8月7日のCMEと米国債のデータを同じ日付で突き合わせた計算により、ビットコイン先物のキャリー(現物と先物の価格差から得られる収益率)が米国債利回りを上回っていたことが示されました。仮想通貨市場で広く共有されてきた「先物の妙味は国債に劣る」という比較を覆す内容とされています。
The Bitcoin futures basis trade is paying 3%.
A 2 year Treasury pays 3.8%.
For 157 straight days, the “riskless” crypto carry trade has paid less than government debt. That has happened exactly once before. 🧵 pic.twitter.com/zoK2zFwvlG
— Marc Baumann 🌔 (@marcb_xyz) August 10, 2026
アナリストのマルク・バウマン氏は、年率換算の先物ベーシスを約3%、2年債利回りを3.8%とし、157日連続で国債を下回っていると述べていました。しかし公式の利回り曲線では2年債は8月7日に4.19%、8月10日に4.25%です。CMEの同日清算値とニューヨーク時間午後4時のベンチマーク6万4880ドルを用いると、8月限が7.89%、9月限が6.25%、12月限が5.69%と、いずれも4.19%を上回りました。
キャリー取引は現物の買いと先物の売りを組み合わせ、価格の収束までに先物のプレミアムを取る手法です。ただし「無リスク」という表現は実態を覆い隠します。国際決済銀行(BIS)の研究は、2021年に一時20%超のキャリーが生じた一方で、資金調達やレバレッジ、証拠金、強制清算のリスクが収束前に取引を中断させうると記録しています。取引所や限月、コストの取り方が変われば数値も変わります。

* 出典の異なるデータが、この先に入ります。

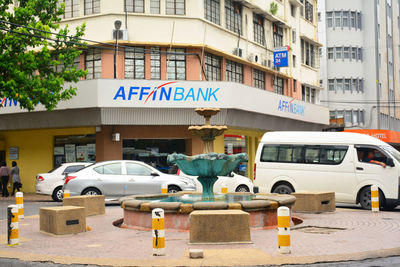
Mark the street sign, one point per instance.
(281, 57)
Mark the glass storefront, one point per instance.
(235, 144)
(153, 151)
(74, 148)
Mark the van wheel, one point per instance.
(365, 198)
(283, 189)
(57, 194)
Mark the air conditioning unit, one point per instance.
(122, 34)
(238, 52)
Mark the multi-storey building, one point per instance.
(171, 56)
(360, 65)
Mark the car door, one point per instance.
(371, 173)
(109, 179)
(140, 179)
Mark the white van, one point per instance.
(345, 163)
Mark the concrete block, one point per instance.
(94, 205)
(219, 226)
(62, 220)
(196, 253)
(314, 202)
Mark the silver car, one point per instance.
(123, 177)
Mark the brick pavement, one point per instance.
(351, 235)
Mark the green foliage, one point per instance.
(273, 8)
(35, 64)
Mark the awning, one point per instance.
(387, 136)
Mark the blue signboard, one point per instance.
(281, 58)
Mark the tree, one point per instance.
(36, 54)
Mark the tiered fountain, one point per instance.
(207, 167)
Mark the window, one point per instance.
(309, 11)
(155, 6)
(233, 16)
(347, 84)
(71, 8)
(338, 18)
(258, 25)
(329, 19)
(92, 7)
(155, 63)
(93, 63)
(277, 35)
(113, 168)
(346, 52)
(176, 64)
(175, 7)
(278, 85)
(294, 36)
(74, 168)
(308, 51)
(259, 79)
(293, 10)
(213, 67)
(331, 85)
(212, 11)
(134, 63)
(338, 53)
(354, 53)
(339, 84)
(328, 155)
(234, 71)
(137, 169)
(345, 20)
(134, 6)
(330, 53)
(353, 19)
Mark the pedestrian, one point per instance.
(15, 177)
(5, 177)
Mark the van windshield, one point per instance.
(392, 151)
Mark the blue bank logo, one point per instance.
(166, 92)
(290, 107)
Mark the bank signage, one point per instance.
(291, 107)
(281, 57)
(170, 92)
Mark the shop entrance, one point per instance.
(153, 151)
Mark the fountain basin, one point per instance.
(261, 207)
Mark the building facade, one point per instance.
(169, 57)
(360, 63)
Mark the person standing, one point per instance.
(5, 177)
(15, 177)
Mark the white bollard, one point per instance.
(164, 189)
(13, 234)
(19, 200)
(374, 198)
(284, 230)
(66, 193)
(224, 189)
(158, 232)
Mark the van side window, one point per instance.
(328, 155)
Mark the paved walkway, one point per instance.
(341, 235)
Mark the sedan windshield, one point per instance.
(392, 151)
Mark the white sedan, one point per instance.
(51, 183)
(234, 182)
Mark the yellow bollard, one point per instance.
(19, 200)
(224, 189)
(12, 218)
(158, 232)
(164, 189)
(374, 198)
(66, 193)
(284, 230)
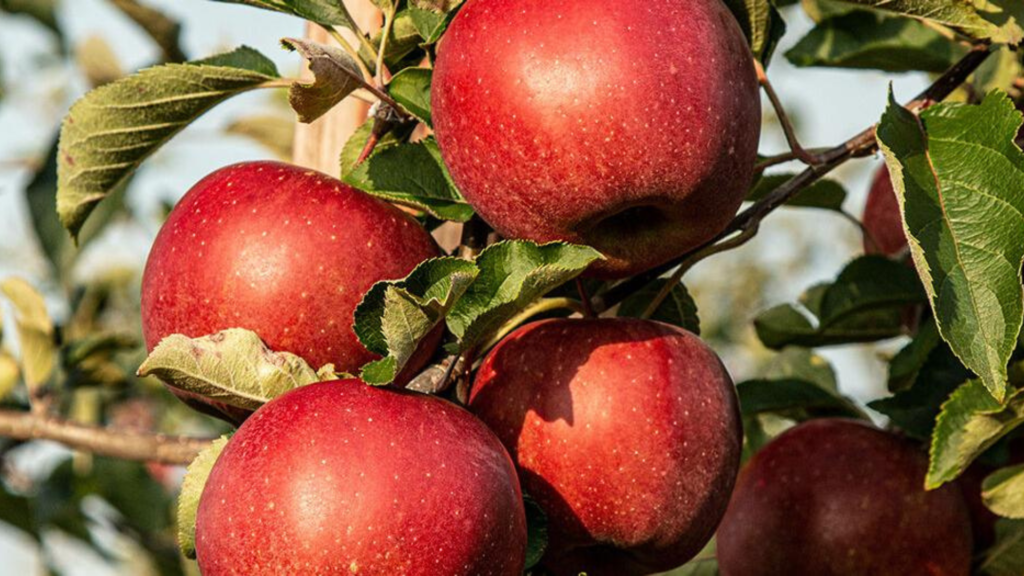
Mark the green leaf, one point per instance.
(1003, 492)
(395, 316)
(192, 491)
(513, 274)
(328, 12)
(111, 130)
(981, 19)
(165, 32)
(971, 421)
(35, 332)
(337, 76)
(412, 174)
(537, 531)
(411, 88)
(868, 40)
(824, 194)
(913, 410)
(678, 307)
(865, 303)
(960, 179)
(233, 367)
(1006, 557)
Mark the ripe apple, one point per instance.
(283, 251)
(883, 219)
(342, 478)
(841, 497)
(629, 126)
(626, 432)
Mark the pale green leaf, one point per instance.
(232, 367)
(395, 316)
(111, 130)
(35, 332)
(971, 421)
(960, 180)
(192, 491)
(513, 274)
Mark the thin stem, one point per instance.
(368, 76)
(859, 146)
(382, 73)
(105, 442)
(540, 306)
(791, 133)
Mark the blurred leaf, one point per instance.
(164, 31)
(411, 88)
(321, 11)
(1003, 492)
(537, 531)
(678, 307)
(35, 332)
(110, 131)
(1006, 557)
(337, 76)
(513, 274)
(233, 367)
(984, 19)
(865, 303)
(273, 132)
(98, 62)
(825, 194)
(867, 40)
(960, 179)
(414, 175)
(192, 491)
(971, 422)
(395, 316)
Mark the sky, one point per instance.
(828, 106)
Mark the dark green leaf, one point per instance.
(412, 174)
(395, 316)
(961, 182)
(513, 274)
(678, 307)
(110, 131)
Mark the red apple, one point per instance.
(626, 432)
(629, 126)
(883, 219)
(341, 478)
(841, 497)
(283, 251)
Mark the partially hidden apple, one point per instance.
(283, 251)
(841, 497)
(342, 478)
(626, 432)
(629, 126)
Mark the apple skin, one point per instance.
(629, 126)
(626, 432)
(281, 250)
(841, 497)
(883, 219)
(340, 478)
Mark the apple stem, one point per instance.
(105, 442)
(749, 220)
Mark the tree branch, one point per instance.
(859, 146)
(123, 444)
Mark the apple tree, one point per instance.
(464, 344)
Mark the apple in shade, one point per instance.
(627, 434)
(629, 126)
(283, 251)
(841, 497)
(342, 478)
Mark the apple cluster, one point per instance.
(628, 126)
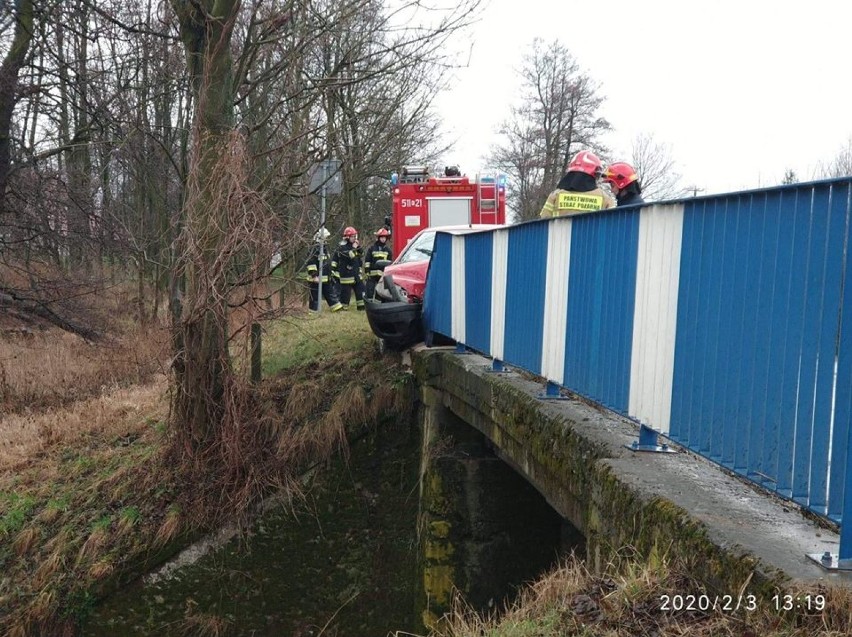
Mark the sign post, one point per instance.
(325, 178)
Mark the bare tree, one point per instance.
(839, 166)
(22, 17)
(656, 168)
(557, 115)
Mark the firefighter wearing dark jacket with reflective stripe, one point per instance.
(315, 273)
(379, 251)
(346, 268)
(578, 191)
(624, 183)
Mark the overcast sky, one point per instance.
(739, 90)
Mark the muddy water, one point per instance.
(343, 563)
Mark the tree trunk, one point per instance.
(201, 337)
(9, 85)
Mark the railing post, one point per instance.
(842, 560)
(497, 367)
(649, 440)
(552, 392)
(255, 353)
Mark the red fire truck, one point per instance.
(421, 201)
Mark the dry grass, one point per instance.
(53, 368)
(628, 600)
(120, 413)
(197, 624)
(88, 490)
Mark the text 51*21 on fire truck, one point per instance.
(422, 201)
(422, 206)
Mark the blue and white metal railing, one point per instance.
(721, 322)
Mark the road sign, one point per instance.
(326, 172)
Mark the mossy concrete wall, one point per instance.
(576, 455)
(482, 528)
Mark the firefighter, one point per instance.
(625, 184)
(346, 268)
(315, 272)
(578, 190)
(379, 251)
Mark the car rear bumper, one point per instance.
(397, 323)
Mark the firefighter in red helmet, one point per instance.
(346, 268)
(578, 190)
(379, 251)
(624, 182)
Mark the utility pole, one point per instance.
(320, 264)
(325, 179)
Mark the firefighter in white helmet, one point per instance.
(346, 268)
(317, 272)
(379, 251)
(578, 190)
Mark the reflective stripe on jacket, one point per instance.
(377, 252)
(564, 202)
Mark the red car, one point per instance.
(394, 311)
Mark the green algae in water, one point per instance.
(343, 561)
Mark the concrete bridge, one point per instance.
(730, 533)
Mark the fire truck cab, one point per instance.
(421, 201)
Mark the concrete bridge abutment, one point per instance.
(728, 533)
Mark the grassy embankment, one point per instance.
(639, 596)
(88, 495)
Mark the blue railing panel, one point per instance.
(731, 327)
(478, 263)
(684, 387)
(724, 322)
(525, 279)
(843, 408)
(830, 307)
(795, 238)
(600, 306)
(437, 298)
(817, 224)
(762, 321)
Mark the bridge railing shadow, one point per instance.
(722, 322)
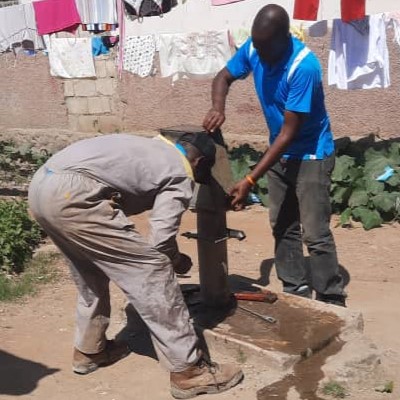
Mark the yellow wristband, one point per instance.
(251, 180)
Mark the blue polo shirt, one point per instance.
(290, 85)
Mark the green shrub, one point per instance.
(37, 271)
(19, 235)
(355, 193)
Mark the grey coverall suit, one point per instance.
(81, 197)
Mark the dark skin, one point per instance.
(270, 35)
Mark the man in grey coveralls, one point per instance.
(81, 197)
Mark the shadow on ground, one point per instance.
(19, 376)
(240, 282)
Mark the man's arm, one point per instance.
(220, 88)
(290, 128)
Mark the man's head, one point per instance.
(200, 151)
(270, 33)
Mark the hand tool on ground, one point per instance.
(265, 318)
(265, 296)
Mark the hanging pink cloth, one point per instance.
(56, 16)
(306, 10)
(223, 2)
(352, 10)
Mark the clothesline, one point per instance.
(358, 57)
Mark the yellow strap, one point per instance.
(185, 161)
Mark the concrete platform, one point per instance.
(303, 328)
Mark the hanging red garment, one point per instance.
(306, 9)
(352, 10)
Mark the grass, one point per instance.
(334, 389)
(38, 271)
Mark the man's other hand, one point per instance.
(183, 264)
(213, 120)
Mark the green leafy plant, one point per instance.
(19, 235)
(334, 389)
(37, 271)
(356, 194)
(243, 159)
(18, 163)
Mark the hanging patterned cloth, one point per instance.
(139, 54)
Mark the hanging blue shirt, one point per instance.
(294, 84)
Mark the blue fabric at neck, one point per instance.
(181, 149)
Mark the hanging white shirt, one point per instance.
(198, 54)
(359, 60)
(70, 57)
(97, 11)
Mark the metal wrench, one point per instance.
(265, 318)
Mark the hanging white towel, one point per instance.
(359, 60)
(17, 23)
(194, 54)
(71, 57)
(139, 54)
(97, 11)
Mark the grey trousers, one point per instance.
(79, 215)
(300, 210)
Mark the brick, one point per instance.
(105, 87)
(85, 88)
(109, 124)
(73, 122)
(88, 123)
(99, 105)
(111, 68)
(69, 88)
(101, 68)
(77, 105)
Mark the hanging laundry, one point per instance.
(56, 16)
(194, 54)
(318, 29)
(98, 46)
(306, 10)
(98, 11)
(148, 8)
(352, 9)
(70, 57)
(239, 36)
(139, 52)
(98, 28)
(356, 60)
(394, 18)
(18, 26)
(223, 2)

米現物ビットコインETFには8月7日までの1週間で8億5354万ドルが純流入しましたが、そのうちどれだけが先物の売りと組み合わされたのかは公開データでは分かりません。CFTCの参加者区分も、先物の売り持ちの裏側にある現物やETFを特定できないためです。
実務上の目安は、資金調達コスト控除後のネットのベーシスを、ETFの資金フローや建玉と併せて読むことになりそうです。